この作品を読んで面白いと感じたのは、言葉の表現による映像のカット割りです。
自分は文脈を追うよりも興味を魅かれた言葉から作品を紐解き違う角度から読み
自分の心地良い形に組み替えては、一つでも多くの組み合わせを探しながら楽しんでいます。
この作品に関しては映像がフラッシュ的に頭に突き刺さる感じが印象的でした。

少女時代に思う大人のイメージが大人に成った時には情けない動物に成っている映像的な表現

葬列に並ぶのだから親族の葬列だと思われるのですが、地獄の文字を使っての映像的な表現

亡き親族を惜しみ泣く人を匂いの強い茉莉花に喩え
必要以上に淫らさと「女」を強調させて煩いと投げ捨てる様な映像的な表現

棺の中には祖母が居られるかと思わせる描写も攻撃的で
戦争という言葉を使うことによって祖母も攻撃的であるなら
自分も攻撃的に立ち向かう映像を鮮明にしている様に感じられるところ。

戦争を無くすには経済的要素が大きく影響しているという思想と
愛する者を捕食して自分だけのものとしようとする原始的な思想を
雌犬ではなく雌狼が遠吠えしている様な映像的な表現で終わった感じがとても面白く思いました。

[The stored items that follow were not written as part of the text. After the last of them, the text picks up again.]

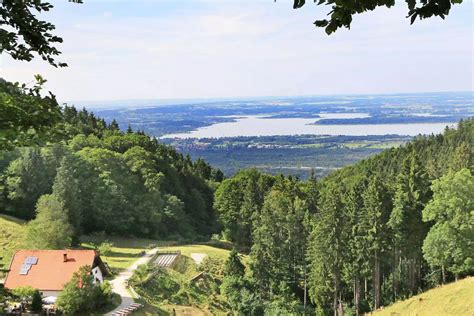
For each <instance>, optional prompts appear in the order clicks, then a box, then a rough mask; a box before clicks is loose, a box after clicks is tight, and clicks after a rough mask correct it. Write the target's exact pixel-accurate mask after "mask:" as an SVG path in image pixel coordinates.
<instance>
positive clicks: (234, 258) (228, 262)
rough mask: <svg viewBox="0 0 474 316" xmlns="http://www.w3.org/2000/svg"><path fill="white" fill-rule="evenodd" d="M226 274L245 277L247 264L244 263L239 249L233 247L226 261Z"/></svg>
mask: <svg viewBox="0 0 474 316" xmlns="http://www.w3.org/2000/svg"><path fill="white" fill-rule="evenodd" d="M224 273H225V275H231V276H239V277H243V276H244V275H245V266H244V265H243V264H242V261H241V259H240V255H239V253H238V252H237V250H235V249H232V251H231V252H230V254H229V258H227V261H226V262H225V267H224Z"/></svg>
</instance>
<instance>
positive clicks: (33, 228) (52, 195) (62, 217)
mask: <svg viewBox="0 0 474 316" xmlns="http://www.w3.org/2000/svg"><path fill="white" fill-rule="evenodd" d="M36 210H37V215H36V218H35V219H34V220H32V221H30V222H29V223H28V224H27V230H26V241H27V243H28V245H29V247H31V248H32V249H64V248H66V247H69V246H70V245H71V242H72V237H73V233H74V232H73V228H72V226H71V224H70V223H69V221H68V215H67V213H66V211H65V209H64V204H63V203H62V202H61V201H60V200H59V199H58V197H57V196H55V195H43V196H41V198H40V199H39V200H38V204H37V207H36Z"/></svg>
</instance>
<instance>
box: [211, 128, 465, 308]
mask: <svg viewBox="0 0 474 316" xmlns="http://www.w3.org/2000/svg"><path fill="white" fill-rule="evenodd" d="M473 145H474V120H472V119H470V120H466V121H461V122H459V124H458V127H457V129H446V130H445V131H444V133H443V134H442V135H431V136H420V137H417V138H416V139H415V140H414V141H412V142H410V143H408V144H407V145H406V146H403V147H400V148H392V149H390V150H387V151H384V152H383V153H381V154H379V155H377V156H374V157H372V158H370V159H367V160H363V161H361V162H359V163H357V164H355V165H353V166H349V167H346V168H343V169H340V170H338V171H336V172H334V173H332V174H331V175H329V176H328V177H326V178H324V179H322V180H321V181H317V179H315V178H314V177H312V178H311V179H310V180H309V181H307V182H301V181H298V179H294V178H291V177H288V178H285V177H283V176H276V177H274V176H270V175H265V174H261V173H259V172H257V171H255V170H245V171H242V172H240V173H239V174H237V175H236V176H235V177H233V178H231V179H226V180H224V181H223V183H222V184H221V185H220V186H219V188H218V189H217V191H216V195H215V208H216V212H217V213H218V216H219V219H220V221H221V223H222V225H223V236H224V237H226V238H228V239H230V240H232V241H233V242H234V243H235V244H236V246H237V247H239V248H240V249H243V251H248V252H249V253H250V262H251V263H250V271H249V272H250V273H249V274H248V275H249V277H242V278H235V277H228V278H227V279H226V281H225V282H229V283H230V284H231V286H229V288H230V289H231V290H229V291H228V295H230V296H231V297H232V300H231V302H235V305H234V306H233V307H234V308H235V309H236V310H238V311H240V312H242V313H244V314H254V313H256V310H255V309H256V308H257V307H260V308H262V310H266V311H268V308H269V307H268V306H269V305H268V303H266V302H271V303H270V307H271V308H277V309H278V312H277V310H273V312H272V313H283V314H284V313H290V314H298V313H302V309H304V307H305V306H306V307H308V306H309V305H310V304H312V306H311V307H310V308H309V309H310V310H311V311H314V308H316V311H317V313H318V314H332V313H334V315H336V314H337V315H342V314H349V315H350V314H361V313H362V312H368V311H371V310H374V309H378V308H379V307H381V306H386V305H388V304H390V303H392V302H395V301H397V300H399V299H403V298H406V297H409V296H412V295H414V294H416V293H419V292H421V291H423V290H426V289H427V288H430V287H433V286H436V285H439V284H441V283H444V282H447V281H452V280H455V279H458V278H459V277H463V276H466V275H470V274H471V275H472V273H474V261H473V259H474V247H473V246H474V224H473V223H474V217H473V216H474V214H473V209H474V204H473V203H474V178H473V176H472V168H473V164H472V150H473V148H474V146H473ZM245 293H252V294H251V295H250V296H247V297H244V294H245ZM278 302H279V303H280V304H279V305H278ZM290 302H292V303H293V304H290ZM275 304H277V306H275Z"/></svg>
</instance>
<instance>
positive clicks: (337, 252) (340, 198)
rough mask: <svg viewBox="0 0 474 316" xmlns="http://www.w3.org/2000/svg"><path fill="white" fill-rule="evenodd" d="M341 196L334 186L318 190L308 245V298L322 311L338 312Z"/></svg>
mask: <svg viewBox="0 0 474 316" xmlns="http://www.w3.org/2000/svg"><path fill="white" fill-rule="evenodd" d="M345 225H346V223H345V219H344V210H343V204H342V196H341V192H340V191H339V188H338V187H337V186H335V185H331V186H328V187H326V188H324V189H323V190H322V191H321V197H320V203H319V213H318V214H317V216H316V217H315V219H314V222H313V230H312V231H311V236H310V240H309V245H308V254H309V261H310V275H309V282H310V285H311V290H310V294H311V299H312V301H313V302H314V303H315V304H316V306H317V307H318V308H319V309H321V310H328V309H330V310H332V311H333V313H334V315H340V309H341V308H340V306H342V284H341V282H342V268H343V263H344V256H345V253H346V242H347V240H346V234H345Z"/></svg>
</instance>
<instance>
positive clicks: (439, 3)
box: [293, 0, 462, 34]
mask: <svg viewBox="0 0 474 316" xmlns="http://www.w3.org/2000/svg"><path fill="white" fill-rule="evenodd" d="M315 3H316V4H317V5H330V6H331V11H330V12H329V14H328V15H330V16H331V17H330V19H324V20H317V21H316V22H314V24H315V25H316V26H318V27H324V28H325V30H326V33H327V34H331V33H333V32H335V31H337V29H339V28H341V27H347V28H350V26H351V23H352V18H353V16H354V15H356V14H359V13H364V12H367V11H373V10H375V9H376V8H378V7H388V8H390V7H393V6H394V5H395V0H375V1H374V0H362V1H360V0H359V1H336V0H319V1H315ZM406 3H407V7H408V14H407V17H408V18H410V22H411V23H412V24H413V22H415V20H416V19H417V18H419V19H426V18H430V17H432V16H439V17H441V18H443V19H444V18H445V16H446V15H448V14H449V11H450V10H451V6H452V5H453V4H459V3H462V0H421V1H417V0H406ZM304 4H305V0H294V5H293V8H294V9H298V8H301V7H302V6H303V5H304Z"/></svg>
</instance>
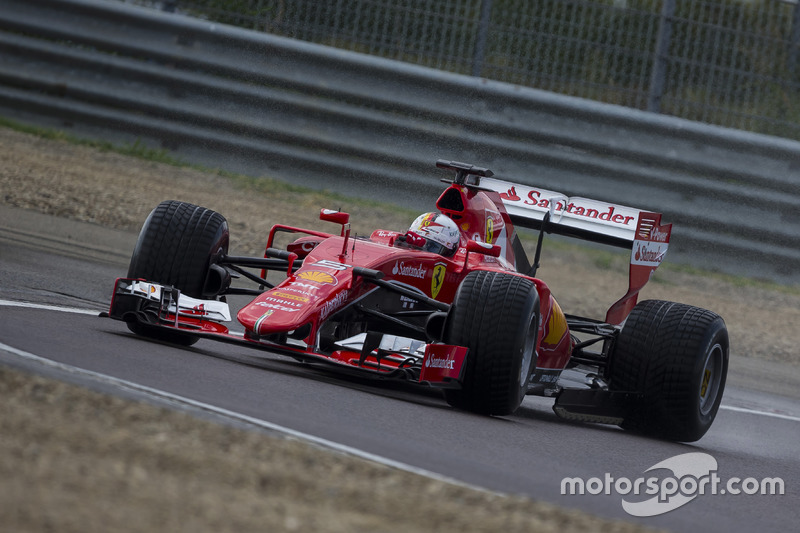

個人的には、雌狼に何度も何度も頭から食いちぎられる地獄の苦しみの中で
茉莉花の香りに誘われて繰り返される苦痛が天国の快感になる事を願いながら
葬列の棺に入った自分の情けない顔を見てから、少女の後ろを歩きたいと思わせる
独特の雰囲気を持つ作品「祖列」の映像的言葉の表現に自然と引き込まれていました。

作者 ナカタサトミさんは、穏やかな気持ちで言葉を綴り静かな映像を表現したかったかもしれません。
作品「葬列」への違った感想を知りたいという思いと、突き刺さる様な映像を楽しんで貰いたいとの思いから
作品「葬列」を読む事をお薦めします。

推薦部たるものを書くのが初めてなので作品「葬列」のイメージを悪くしていないかと心配ですが
各々に楽しみ方が有ると思うので私の文で興味を持たれて読んで貰えると嬉しい限りです。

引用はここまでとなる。